In the past week, a series of dramatic congressional hearings have sought to plumb possible collusion between the Trump campaign and Russia – or possible presidential obstruction of justice over the matter, which special counsel Robert Mueller is now reportedly investigating. But this spotlight, while an important line of questioning into last year’s interference, overshadows other steps that Congress is taking to prevent Russian meddling in future elections. Absent an administration that is staffed up or a president inclined to go hard on Moscow, Congress is looking to define its own strategy. “We don’t really have a Russia strategy” to prevent a repeat of election meddling, says James Lewis, a senior fellow at the Center for Strategic and International Studies in Washington. “Congress is trying to figure out what that should be.” Specifically, it’s looking at several areas: sanctions, what exactly Russia did in the last election and appropriate countermeasures, and US digital defenses.

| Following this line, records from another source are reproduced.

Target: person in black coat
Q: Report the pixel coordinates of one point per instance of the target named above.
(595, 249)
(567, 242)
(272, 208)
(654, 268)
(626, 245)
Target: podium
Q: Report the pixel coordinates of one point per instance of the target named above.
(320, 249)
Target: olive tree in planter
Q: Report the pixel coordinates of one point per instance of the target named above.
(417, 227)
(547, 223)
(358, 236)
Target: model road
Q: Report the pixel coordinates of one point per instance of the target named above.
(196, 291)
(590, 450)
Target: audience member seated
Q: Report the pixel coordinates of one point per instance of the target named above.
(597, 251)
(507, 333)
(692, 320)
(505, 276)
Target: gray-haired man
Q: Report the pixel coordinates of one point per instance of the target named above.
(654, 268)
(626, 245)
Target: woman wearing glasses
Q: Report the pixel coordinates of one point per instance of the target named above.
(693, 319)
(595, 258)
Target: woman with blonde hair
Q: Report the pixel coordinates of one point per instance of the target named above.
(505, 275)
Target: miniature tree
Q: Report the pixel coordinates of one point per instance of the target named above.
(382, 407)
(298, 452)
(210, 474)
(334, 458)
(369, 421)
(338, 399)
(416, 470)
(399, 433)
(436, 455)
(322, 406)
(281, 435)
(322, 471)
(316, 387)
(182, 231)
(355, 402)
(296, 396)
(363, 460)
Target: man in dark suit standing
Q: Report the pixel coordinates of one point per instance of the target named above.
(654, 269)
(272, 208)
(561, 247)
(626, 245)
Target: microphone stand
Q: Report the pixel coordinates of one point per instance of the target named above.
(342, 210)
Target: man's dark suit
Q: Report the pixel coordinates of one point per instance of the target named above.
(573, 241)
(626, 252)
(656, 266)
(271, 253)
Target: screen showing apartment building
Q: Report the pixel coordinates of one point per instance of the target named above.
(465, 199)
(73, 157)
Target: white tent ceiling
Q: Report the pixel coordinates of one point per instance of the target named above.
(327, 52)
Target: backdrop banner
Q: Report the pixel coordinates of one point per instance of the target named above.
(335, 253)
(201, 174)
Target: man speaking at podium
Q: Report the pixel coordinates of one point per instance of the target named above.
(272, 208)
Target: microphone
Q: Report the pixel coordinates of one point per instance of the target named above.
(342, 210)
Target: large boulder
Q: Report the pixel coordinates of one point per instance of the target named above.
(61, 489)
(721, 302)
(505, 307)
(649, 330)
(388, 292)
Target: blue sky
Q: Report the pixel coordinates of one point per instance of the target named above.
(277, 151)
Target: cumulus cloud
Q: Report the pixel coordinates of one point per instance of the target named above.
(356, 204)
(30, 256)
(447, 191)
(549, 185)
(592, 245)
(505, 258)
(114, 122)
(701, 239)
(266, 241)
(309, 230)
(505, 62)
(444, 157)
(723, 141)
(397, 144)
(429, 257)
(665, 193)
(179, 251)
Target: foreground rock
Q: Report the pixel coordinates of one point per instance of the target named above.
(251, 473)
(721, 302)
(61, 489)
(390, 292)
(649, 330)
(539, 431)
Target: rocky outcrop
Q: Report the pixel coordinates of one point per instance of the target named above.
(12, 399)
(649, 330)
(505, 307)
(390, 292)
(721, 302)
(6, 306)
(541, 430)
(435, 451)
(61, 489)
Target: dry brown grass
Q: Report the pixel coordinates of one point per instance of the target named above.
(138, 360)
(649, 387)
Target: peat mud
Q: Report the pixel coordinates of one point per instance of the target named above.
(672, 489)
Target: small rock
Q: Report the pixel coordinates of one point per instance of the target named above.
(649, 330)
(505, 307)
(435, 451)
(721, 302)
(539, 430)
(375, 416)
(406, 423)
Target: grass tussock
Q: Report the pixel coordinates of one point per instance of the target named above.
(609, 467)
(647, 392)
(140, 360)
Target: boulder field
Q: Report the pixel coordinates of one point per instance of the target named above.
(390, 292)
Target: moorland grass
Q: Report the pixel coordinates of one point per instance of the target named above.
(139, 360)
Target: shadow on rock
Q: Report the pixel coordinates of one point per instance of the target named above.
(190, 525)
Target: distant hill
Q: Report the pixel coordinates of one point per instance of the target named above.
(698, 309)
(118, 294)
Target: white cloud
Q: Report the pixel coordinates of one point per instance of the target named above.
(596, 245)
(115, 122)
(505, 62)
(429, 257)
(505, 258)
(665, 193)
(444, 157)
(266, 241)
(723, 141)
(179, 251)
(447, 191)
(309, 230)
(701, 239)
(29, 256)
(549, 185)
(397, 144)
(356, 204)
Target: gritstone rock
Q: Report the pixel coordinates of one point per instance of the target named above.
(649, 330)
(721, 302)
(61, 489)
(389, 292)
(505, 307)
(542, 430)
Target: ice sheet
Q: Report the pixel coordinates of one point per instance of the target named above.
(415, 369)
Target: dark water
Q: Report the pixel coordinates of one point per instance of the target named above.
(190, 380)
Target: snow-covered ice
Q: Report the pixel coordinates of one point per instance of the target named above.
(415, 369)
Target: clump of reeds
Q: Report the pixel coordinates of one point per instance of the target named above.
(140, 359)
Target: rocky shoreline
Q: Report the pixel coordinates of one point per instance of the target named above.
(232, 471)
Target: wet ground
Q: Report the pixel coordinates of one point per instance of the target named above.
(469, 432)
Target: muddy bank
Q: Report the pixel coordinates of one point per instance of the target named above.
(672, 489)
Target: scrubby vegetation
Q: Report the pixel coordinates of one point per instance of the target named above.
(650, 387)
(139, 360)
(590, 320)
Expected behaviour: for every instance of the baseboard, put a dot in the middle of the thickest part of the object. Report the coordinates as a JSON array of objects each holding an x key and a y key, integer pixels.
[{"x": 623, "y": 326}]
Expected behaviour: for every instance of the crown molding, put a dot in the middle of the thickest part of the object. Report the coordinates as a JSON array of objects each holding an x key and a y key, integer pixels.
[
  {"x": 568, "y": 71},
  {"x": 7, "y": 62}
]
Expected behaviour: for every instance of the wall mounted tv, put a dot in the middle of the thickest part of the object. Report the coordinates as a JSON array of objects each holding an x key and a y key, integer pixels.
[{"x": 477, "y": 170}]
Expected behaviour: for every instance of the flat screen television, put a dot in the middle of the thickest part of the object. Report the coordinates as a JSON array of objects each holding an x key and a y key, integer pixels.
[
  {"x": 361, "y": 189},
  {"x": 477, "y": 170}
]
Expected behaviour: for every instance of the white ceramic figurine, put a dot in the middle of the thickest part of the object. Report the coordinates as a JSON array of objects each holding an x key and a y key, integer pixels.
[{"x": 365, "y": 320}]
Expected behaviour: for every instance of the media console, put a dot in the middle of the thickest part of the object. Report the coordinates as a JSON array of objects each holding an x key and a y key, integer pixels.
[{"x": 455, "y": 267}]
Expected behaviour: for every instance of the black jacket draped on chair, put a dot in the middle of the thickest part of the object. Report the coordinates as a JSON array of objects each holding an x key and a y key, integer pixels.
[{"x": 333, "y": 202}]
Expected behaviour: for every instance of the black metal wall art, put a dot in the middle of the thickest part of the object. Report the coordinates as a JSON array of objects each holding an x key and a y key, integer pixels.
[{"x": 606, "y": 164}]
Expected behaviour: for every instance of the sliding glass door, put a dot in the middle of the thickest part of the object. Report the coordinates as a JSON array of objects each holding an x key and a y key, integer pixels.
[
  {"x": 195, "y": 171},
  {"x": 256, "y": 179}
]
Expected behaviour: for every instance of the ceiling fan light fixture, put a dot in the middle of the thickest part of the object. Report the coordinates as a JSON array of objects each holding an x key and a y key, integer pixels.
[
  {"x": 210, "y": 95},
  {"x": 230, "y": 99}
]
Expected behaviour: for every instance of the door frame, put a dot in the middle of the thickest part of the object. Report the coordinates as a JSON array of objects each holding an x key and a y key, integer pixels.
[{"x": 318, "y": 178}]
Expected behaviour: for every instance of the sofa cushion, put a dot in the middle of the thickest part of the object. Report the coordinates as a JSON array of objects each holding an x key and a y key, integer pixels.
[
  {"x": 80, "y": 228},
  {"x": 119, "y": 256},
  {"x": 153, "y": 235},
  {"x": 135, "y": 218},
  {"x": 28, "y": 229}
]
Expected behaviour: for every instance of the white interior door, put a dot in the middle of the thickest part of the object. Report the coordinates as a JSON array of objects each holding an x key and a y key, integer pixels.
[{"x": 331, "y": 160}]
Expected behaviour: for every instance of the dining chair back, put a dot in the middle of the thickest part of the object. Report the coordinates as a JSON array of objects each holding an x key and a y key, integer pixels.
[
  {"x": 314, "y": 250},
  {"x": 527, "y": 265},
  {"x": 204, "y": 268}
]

… Sen. Mike Rounds (R) of South Dakota is heading up a new Senate Armed Services committee panel that will examine how the Defense Department responds to digital tumult – and what level of attack constitutes cyber warfare. The US is still establishing a system to coordinate how and when government agencies respond to digital attacks that don’t cause physical damage or death.
After last year’s election campaign, then-Homeland Security Secretary Jeh Johnson labeled election infrastructure as critical infrastructure. That would allow US government funding to go to protecting vote tabulation systems, voter registration databases, and voting machines from digital attack – though this raises federal-state questions.
Indeed, Sen. Chris Coons (D) of Delaware, says there is “not the bipartisan will there yet” to strengthen the infrastructure of voting at the state and local level and invest in a new generation of voting machines.